4-space indents = 4 separate tokens
** = two adjacent asterisks, not "power"
): as one token, :↵ split awkwardly

Code models (Codex, CodeLlama, DeepSeek-Coder, GPT-4-Code) ship with code-aware tokenizers: per-digit numerals, whitespace runs collapsed to one token, operators kept whole, indentation tokens explicit.

Tokenization-Free — Why It Has Not Won

ByT5 (Xue et al. TACL 2022, arXiv:2105.13626): T5 with the SentencePiece tokenizer replaced by raw UTF-8 bytes. Vocab = 256 + a few specials, no merges.

CANINE (Clark et al. TACL 2022, arXiv:2103.06874): BERT-style encoder on raw Unicode characters with learned downsampling.

Pathologies vanish — no anomalous tokens, perfect multilingual fairness, digit-level arithmetic.

The trade-off: sequence length.

1000-word doc ≈ 5500 UTF-8 bytes.
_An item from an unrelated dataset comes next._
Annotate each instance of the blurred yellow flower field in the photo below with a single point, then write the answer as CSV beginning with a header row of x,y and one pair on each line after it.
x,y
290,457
Self-attention is $\mathcal{O}(T^2)$ — ByT5 pays $5500^2 / 1000^2 = $ 30× the FLOPs per layer that a subword model does.

The byte-level approach will probably win eventually, as linear-attention variants (Mamba, RWKV, FlashAttention tiling) cut the $T^2$ tax. In 2026, subword is still the practical default.

Forward Look — Vocab Is a Scaling Knob

If we had swapped the Ch 41 char tokenizer for a 500-vocab BPE on the same Shakespeare:

	CharTokenizer	500-vocab BPE
Tokens for 80 KB corpus	80 000	31 031
Chars-per-token compression	1.0×	2.58×
Embedding params	5 952	48 000 (8.1×)
Effective coverage per $T^2$	1.0×	6.6×

Vocabulary size, model depth, attention-head count, training tokens. Each is one knob on a multi-dimensional Pareto frontier. Chapter 43 (Scaling Laws) quantifies how each contributes to loss and what the Pareto-optimal trade-off looks like.

Kaplan et al. 2020 mapped the parameter-vs-token frontier; Hoffmann et al. (Chinchilla) 2022 reset it. Vocab sits on the same surface.

Summary — Chapter 42

Tokenization is a modelling choice, not preprocessing — it cascades into vocab size, sequence length, embedding params, multilingual fairness, and what the model can express.
BPE (Gage 1994; Sennrich 2016) merges the most frequent pair. Compression-motivated.
Byte-level BPE (GPT-2) starts from the 256 UTF-8 bytes — closed vocabulary, multilingual cost.
WordPiece (BERT) merges the pair with the highest PMI — derived from unigram MLE.
Pathologies: arithmetic, SolidGoldMagikarp, 15× Burmese cost, code indentation.
Tokenization-free (ByT5, CANINE) waits on linear-attention.

Next: Chapter 43 — Scaling Laws and Emergent Abilities. Now that vocab is a knob, every knob is a knob.